En fait, non seulement les nouvelles technologies n'ont pas changé les fondamentaux du secteur bancaire, mais elles ont accru le risque de panique bancaire. Il est beaucoup plus facile de retirer des fonds qu'auparavant, et les rumeurs sur les médias sociaux alimentent une vague de retraits simultanés. La chute de SVB n'est pas due aux mêmes pratiques frauduleuses de prêts que celles qui ont conduit à la "crise" de 2008 et qui représentent un échec radical du système bancaire dans son rôle central de gestionnaire privé du crédit. Au contraire. L'engagement des banques dans une « transformation des liquidités » a rendu les dépôts à court terme disponibles pour des investissements à long terme. SVB avait acheté des obligations à long terme, ce qui a exposé l'institution à des risques en cas d modification rapide des courbes de rendement, ce qui s'est passé.

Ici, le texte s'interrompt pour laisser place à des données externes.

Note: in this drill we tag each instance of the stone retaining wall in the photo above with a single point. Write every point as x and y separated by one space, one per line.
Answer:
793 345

Curieusement, on ne trouve plus de libertariens dans les couloirs du Capitole et de la Maison Blanche. Les aficionados de la déréglementation sont soudainement devenus les champions d'un renflouement gouvernemental de la SVB , tout comme les financiers et les décideurs politiques qui avaient concocté la déréglementation qui a conduit à la crise de 2008 ont appelé à renflouer ceux qui l'ont provoquée.
La réponse est aujourd'hui la même qu'il y a 15 ans. Les actionnaires et obligataires, qui ont bénéficié du comportement à risques de l'entreprise, devraient en supporter les conséquences. Mais non ! Les déposants de SVB devraient être indemnisés, que ce soit au-dessus ou en dessous du montant « assuré » de 250 000 $.

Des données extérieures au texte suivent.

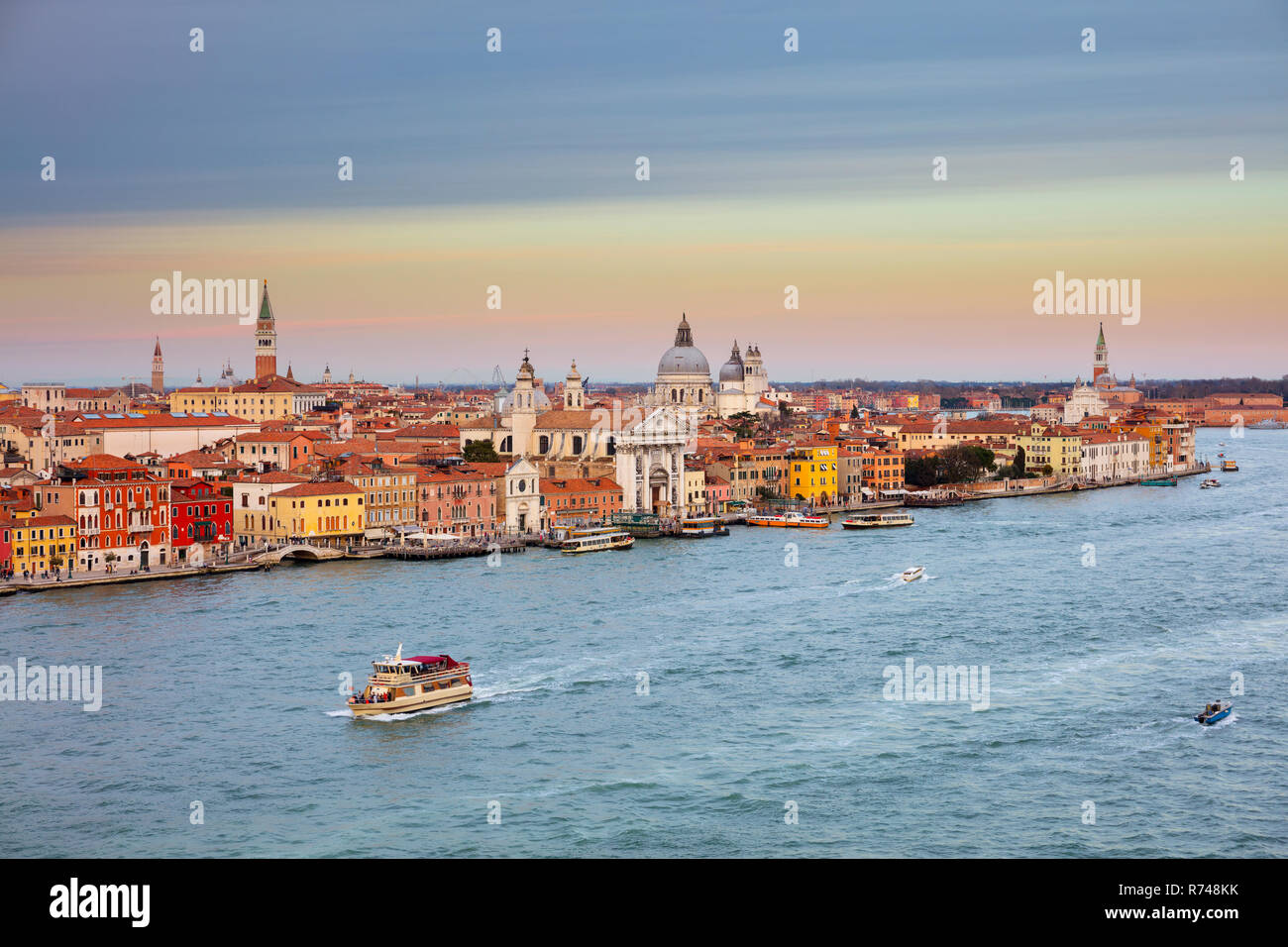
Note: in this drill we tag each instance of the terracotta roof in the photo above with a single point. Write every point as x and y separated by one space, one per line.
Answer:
270 476
578 484
318 489
104 462
160 420
571 420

Il faut surtout que le grand public continue à croire à l'adage "too big to fall" et soit convaincu que son argent est protégé quand il le place dans les banques « trop grandes pour faire faillite ». Mais il ne suffit pas de prier pour croire, et encore moins de croire pour que les désirs deviennent réalités.
SVB représente plus que la faillite d'une seule banque. Elle est emblématique des défaillances profondes dans la conduite de la politique monétaire. Comme la crise de 2008, elle était prévisible.
Plus de 100 ans se sont écoulés depuis la panique de 1907, qui a conduit à la création du système de la réserve fédérale aux États-Unis, mais les nouvelles technologies ont emballé les mécanismes classiques et rendu obsolète le mode d'emploi, les robots comptant plus vite que les fonctionnaires. Keynes va tomber de son piédestal.